Even worse, Trump has actually said he would be “open” to allowing both Tokyo and Seoul to build their own nuclear arsenals. This would ignite a nuclear arms race in East Asia. The core goals of U.S. strategy in Asia since 1945 have been to prevent any one power from dominating the region and to forestall nuclear competition among countries with a bitter past. Trump is right that our current commitments are costly. But far more costly would be an Asia in crisis or armed conflict, let alone one where nuclear weapons are widespread. Trump would not only throw the region into alarming uncertainty but would also tilt the strategic playing field decisively toward China.

Trump’s views on Asia’s economy are just as wrong-headed. While he never tires of reminding his questioners that we “owe” trillions to China and Japan, Trump has thought little, it seems, about the benefits the American consumer has received from East Asia’s becoming the workshop of the world and providing affordable goods from clothing to flat-screen TVs. To argue that the global economy is a rigged game is not to offer a coherent approach to ensuring continued development and opportunity in a changing American economy.

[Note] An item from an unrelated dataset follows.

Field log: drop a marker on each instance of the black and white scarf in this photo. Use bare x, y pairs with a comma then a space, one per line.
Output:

Oddly enough, Trump treats Japan as though this were the 1980s, apparently unaware of the fact that Japan has been the largest foreign investor in the United States for the past several years, pumping in $36 billion in 2015 alone. His animus toward Japan is as out of place as his assumption that China is an unstoppable economic juggernaut—when its economy is in fact slowing and its own internal demographic conflicts are coming to the fore.

Whether in economics or security, Trump offers the outlines of an Asia policy that reneges on U.S. promises, undercuts our friends and allies, and reduces U.S. leadership in the world’s most dynamic region. This is of particular concern given that Asia is dealing with a growing set of risks that threaten its future prosperity and stability, including China’s slowdown, which is sending economic shockwaves throughout the region. Just when free trade is needed to spur competitiveness, open up new markets, and provide new opportunities, Trump’s threats to retaliate against some of America’s largest trade partners all but ensure a currency war and worse.

Even more dangerous, China has rapidly developed its military over the past several decades and is now using it to intimidate and sometimes coerce its neighbors over contested territory in the East and South China Seas. Beijing has recently built islands on reefs in the South China Sea and has begun militarizing them, thereby giving itself the potential to control the skies and seas of one of the world’s most important waterways. Meanwhile, North Korea has continued its nuclear-weapons and ballistic-missile programs, conducting nuclear tests and firing off missiles even as reports circulate that the Obama administration has tried to reopen talks with the totalitarian regime.

Tensions are high in Asia, and concern for the future is growing. As uncomfortable as it may be to admit, American leadership is both more needed and wanted in Asia than ever before. Trump’s policies promise to send America’s friends in Asia reeling, embolden and encourage both Beijing and North Korea, and deal a blow to continued economic liberalization. Kicking half the world to the curb is a recipe for disaster.